Tonight the Superintendent had an hour on stage all to himself to describe for us what he believes the state of the schools is. He, of course, took no questions from the few dozen citizens who bothered to attend.
In his never-ending “transformation” drumbeat, he continued to claim that our students, as the Times reports, “have to be prepared to deal with questions we can’t even imagine today.”
Like all sales people who are trying to push off on the public a product they know to be substandard, Wardynski’s words sound good until you actually take a minute to think about what he’s saying.
Let me ask you, what exactly is the purpose of education if not to prepare students to deal with questions we can’t even imagine today? He truly does seem to be of the opinion that he is the first person to ever think of this.
Astonishing isn’t it?
And again, like a sales person hawking a lemon, he used statistics from the first nine weeks of school to again push his agenda that computers in the classroom have eliminated every discipline across the district.
In-school suspensions were down 42 percent in the first nine weeks of school, Wardynski said. Out-of-school suspensions were down 49 percent and total suspensions were down 45 percent.
I wonder, does he think that we don’t know that we’re actually in the fourth and final nine weeks of the school year? Hey, Dr. Wardynski, these statistics weren’t believable the first time you were pushing them. There even less believable now.
If you actually care about the state of the schools, here’s a suggestion: quit listening to the superintendent’s snake oil pitch, and try visiting any one of the schools in the district.
Look in the eyes of the teachers, and you’ll know the state of the schools.
Look in the eyes of the support staff, and you’ll know the state of the schools
Look in the eyes of the students, you know the entire reason the schools exist, and you’ll know the state of the schools.
Or if you are just a numbers guy, as the superintendent likes to call himself, try these on for size.
Since September 2012, 191 people have voluntarily left their positions with this district.
That number, by the way, includes the Elementary Teacher of the Year.
And the time when most people make a decision to leave a school system is still in front of us. That number will easily double by the time August rolls around because of one simple fact: everyone who can get out is getting out.
There isn’t a single week when I don’t hear from another teacher who tells me that they’re looking for a job, any job, outside of Huntsville City Schools.
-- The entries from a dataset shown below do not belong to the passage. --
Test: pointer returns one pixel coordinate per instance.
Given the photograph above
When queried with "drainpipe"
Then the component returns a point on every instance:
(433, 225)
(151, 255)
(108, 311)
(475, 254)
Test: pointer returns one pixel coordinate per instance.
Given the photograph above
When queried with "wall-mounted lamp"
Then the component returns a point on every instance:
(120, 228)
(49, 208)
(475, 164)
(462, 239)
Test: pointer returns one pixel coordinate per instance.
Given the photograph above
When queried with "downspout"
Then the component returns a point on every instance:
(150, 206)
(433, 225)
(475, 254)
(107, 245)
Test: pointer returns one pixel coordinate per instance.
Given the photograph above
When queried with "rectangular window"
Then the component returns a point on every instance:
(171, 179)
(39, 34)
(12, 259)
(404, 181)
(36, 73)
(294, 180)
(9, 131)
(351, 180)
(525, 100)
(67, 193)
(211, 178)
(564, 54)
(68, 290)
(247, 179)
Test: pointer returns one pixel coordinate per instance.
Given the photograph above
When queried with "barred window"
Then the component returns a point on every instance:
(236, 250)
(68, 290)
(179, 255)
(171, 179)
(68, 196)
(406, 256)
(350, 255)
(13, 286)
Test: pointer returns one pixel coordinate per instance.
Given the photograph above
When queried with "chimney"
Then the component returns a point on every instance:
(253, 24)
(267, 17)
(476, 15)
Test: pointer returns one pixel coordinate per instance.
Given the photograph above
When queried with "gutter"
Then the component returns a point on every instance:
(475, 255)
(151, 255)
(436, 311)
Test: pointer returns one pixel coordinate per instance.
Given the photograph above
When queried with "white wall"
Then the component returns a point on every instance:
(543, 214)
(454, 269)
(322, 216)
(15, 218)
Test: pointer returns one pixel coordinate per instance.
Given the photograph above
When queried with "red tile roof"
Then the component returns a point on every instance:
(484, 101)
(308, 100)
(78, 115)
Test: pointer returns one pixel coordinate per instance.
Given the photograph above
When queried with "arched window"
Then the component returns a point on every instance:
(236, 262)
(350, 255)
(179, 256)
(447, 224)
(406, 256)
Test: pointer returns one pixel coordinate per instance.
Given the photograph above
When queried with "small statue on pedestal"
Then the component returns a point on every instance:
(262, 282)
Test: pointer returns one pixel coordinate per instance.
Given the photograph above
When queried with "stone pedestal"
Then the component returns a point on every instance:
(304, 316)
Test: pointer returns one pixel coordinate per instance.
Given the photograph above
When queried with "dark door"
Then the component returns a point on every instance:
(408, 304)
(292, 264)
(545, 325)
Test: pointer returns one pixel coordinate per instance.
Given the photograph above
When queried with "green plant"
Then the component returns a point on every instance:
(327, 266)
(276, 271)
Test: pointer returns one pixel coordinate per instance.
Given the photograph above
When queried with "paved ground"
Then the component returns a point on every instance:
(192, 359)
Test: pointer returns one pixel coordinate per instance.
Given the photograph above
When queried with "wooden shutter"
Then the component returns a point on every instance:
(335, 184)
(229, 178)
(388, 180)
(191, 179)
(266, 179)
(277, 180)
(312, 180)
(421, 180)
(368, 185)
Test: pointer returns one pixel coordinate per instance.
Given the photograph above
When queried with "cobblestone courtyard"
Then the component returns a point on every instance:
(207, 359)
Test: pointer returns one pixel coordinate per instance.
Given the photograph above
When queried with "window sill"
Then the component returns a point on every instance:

And the teachers I’m hearing this from are among the best in the district.
If you want another number: in 2011 the district had an Average Daily Membership (ADM) of 23,155.80.
In 2012 that number fell to 23,140.35 despite a growing population. That’s a loss of a mere 15.45 ADM.
In 2013, however, that number fell to 22,811.10.
That’s a loss of 344.7 students since Wardynski started.
Anyone care to look at the enrollment figures of the private schools in this town?
Notice a trend? Heck, even the one school board member with school aged children has his kids in a private setting.
Wardynski flight, indeed.
The state of our schools is frightening, but no one at the Wardynski love fest talked about that.